Permettez-moi de vous raconter un souvenir personnel. Il y a bien des années, quand j’étais berger chez les Fulbe, il nous arrivait souvent de croiser d’autres troupeaux et certaines bêtes s’égaraient ; le soir au campement un coup d’œil rapide permettait de vérifier si toutes les bêtes étaient là. S’il en manquait, nous partions à leur recherche, le bâton sur les épaules. En arrivant près du campement du troupeau croisé dans la journée nous lancions notre cri, simple petit appel, et immédiatement nous apercevions des oreilles qui se dressaient puis des bêtes se levaient et se précipitaient à notre rencontre dans la joie des retrouvailles, sous l’œil amusé des bergers qui savaient que ces bêtes ne leur appartenaient pas. Il y a des liens de connivence entre le berger et son troupeau, entre la voix du berger et chacune de ses bêtes. De même, dans la nuit si le feulement des lions se faisait entendre, les bêtes elles-mêmes nous réveillaient apeurées et il nous fallait faire tout le bruit possible pour écarter les fauves rôdant autour du troupeau.

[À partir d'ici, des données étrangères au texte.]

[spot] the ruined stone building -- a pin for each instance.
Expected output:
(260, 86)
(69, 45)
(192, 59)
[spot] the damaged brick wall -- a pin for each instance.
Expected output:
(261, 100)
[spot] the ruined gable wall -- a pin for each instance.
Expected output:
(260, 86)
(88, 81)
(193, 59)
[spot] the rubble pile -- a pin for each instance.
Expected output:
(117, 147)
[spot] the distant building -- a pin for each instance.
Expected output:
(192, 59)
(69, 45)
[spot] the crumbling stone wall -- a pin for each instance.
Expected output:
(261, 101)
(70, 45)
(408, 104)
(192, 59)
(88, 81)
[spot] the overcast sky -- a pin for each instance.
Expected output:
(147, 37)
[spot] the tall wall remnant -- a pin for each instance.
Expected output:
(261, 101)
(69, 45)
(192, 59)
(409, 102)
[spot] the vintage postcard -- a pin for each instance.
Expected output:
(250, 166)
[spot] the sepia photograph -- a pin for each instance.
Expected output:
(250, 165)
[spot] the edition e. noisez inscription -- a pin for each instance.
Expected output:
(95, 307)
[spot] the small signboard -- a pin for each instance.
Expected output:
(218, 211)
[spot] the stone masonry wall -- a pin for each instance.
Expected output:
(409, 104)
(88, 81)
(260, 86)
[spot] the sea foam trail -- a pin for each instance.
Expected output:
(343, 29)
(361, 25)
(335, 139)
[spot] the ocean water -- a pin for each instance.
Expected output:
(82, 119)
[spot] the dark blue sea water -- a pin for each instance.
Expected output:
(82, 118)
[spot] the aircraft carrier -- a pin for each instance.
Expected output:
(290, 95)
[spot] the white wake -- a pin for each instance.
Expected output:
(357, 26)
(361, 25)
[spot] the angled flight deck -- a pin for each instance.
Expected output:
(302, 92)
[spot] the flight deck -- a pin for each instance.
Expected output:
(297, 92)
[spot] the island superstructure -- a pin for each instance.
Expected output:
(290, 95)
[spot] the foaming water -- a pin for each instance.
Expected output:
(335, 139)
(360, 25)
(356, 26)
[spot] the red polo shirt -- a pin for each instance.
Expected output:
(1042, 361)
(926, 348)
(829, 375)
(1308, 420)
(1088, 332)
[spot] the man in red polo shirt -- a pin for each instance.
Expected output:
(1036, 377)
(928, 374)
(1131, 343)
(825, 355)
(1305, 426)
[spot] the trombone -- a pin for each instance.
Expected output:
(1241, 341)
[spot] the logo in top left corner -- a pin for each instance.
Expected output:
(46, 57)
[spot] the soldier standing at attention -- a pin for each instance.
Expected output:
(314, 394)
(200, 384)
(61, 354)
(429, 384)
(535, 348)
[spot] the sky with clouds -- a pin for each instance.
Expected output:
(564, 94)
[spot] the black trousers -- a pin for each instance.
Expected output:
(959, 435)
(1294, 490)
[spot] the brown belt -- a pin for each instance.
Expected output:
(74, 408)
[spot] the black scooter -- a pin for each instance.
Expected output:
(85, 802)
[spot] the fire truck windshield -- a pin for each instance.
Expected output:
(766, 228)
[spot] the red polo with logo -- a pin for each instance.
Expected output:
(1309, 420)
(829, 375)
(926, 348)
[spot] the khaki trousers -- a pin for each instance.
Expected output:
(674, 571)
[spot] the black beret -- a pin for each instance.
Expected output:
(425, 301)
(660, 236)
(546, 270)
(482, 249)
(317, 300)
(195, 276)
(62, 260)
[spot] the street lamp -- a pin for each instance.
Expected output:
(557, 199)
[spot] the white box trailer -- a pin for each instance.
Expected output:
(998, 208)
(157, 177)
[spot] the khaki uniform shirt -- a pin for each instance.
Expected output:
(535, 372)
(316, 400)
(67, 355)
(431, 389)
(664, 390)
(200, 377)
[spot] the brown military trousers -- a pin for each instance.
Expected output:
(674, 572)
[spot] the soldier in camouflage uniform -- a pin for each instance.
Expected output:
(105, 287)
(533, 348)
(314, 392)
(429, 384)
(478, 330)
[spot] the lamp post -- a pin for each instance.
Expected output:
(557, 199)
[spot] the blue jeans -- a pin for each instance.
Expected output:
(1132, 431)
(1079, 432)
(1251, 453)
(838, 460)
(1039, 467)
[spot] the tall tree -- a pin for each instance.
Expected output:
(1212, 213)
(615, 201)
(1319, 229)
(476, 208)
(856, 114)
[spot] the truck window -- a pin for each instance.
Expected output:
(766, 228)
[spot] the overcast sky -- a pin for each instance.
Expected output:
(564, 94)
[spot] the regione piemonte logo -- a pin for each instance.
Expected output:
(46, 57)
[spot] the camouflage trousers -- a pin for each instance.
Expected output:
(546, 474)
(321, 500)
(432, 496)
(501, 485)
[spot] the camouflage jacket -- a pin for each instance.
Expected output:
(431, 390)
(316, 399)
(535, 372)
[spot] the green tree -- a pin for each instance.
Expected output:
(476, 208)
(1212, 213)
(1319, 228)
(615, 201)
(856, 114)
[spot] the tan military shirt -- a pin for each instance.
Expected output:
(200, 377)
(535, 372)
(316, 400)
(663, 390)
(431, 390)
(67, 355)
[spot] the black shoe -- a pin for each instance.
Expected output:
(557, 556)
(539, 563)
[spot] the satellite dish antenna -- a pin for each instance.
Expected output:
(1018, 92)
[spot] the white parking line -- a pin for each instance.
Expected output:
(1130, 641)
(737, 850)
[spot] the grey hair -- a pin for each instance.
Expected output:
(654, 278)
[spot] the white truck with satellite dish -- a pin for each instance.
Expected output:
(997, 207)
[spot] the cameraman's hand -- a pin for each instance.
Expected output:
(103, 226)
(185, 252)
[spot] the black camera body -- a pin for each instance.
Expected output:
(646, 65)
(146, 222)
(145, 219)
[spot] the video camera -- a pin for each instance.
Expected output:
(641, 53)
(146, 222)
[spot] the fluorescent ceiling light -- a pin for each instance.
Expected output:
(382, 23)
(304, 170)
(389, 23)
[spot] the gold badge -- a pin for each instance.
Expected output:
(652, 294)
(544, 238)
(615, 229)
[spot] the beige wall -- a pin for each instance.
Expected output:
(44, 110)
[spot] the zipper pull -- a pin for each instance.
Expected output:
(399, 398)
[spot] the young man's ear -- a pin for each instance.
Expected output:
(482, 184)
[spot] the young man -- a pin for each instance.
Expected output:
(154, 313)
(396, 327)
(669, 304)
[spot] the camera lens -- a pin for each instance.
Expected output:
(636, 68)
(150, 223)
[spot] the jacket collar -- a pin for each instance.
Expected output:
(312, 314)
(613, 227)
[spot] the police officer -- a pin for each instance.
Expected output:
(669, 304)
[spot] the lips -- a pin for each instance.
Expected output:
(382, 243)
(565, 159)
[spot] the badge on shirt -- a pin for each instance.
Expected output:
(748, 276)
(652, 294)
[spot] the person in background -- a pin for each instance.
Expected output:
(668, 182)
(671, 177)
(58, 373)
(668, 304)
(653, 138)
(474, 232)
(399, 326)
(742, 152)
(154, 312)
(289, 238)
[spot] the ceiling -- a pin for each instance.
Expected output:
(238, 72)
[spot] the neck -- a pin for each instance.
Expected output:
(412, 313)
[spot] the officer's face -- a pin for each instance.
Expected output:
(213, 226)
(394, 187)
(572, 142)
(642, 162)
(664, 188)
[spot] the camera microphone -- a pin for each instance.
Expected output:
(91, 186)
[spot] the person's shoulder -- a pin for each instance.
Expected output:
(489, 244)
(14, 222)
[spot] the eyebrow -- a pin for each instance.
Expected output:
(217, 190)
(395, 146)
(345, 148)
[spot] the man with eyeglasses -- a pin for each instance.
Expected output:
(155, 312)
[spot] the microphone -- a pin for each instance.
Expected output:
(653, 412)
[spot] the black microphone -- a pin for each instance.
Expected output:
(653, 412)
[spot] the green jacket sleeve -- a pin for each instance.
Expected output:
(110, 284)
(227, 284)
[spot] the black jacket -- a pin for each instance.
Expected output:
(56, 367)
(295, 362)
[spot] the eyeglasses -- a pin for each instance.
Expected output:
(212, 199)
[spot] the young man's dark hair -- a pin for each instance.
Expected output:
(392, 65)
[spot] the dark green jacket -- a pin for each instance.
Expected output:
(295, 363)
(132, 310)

Oui, Jésus est notre bon pasteur, il veille sur nous, il part à la recherche de la brebis égarée, il connaît chacune par son nom et il a donné sa vie pour les rassembler dans l’unique bercail du Père. Il veille sur chacune d’elles, il veille sur chacun de nous comme à la prunelle de son oeil.
Si le Seigneur a dit à Pierre : “Pais mes agneaux, pais mes brebis !” Ce n’est pas qu’il deviendrait le bon pasteur à la place de Jésus, mais il devient le signe et le moyen par lequel le Bon Pasteur est présent au cœur de son troupeau pour le temps de l’histoire.
Oui, le Seigneur est là au milieu de nous, nous pouvons le rejoindre ou plutôt nous laisser rejoindre par lui d’une multitude de manières et nous pouvons vivre en sa présence à chaque instant de nos vies.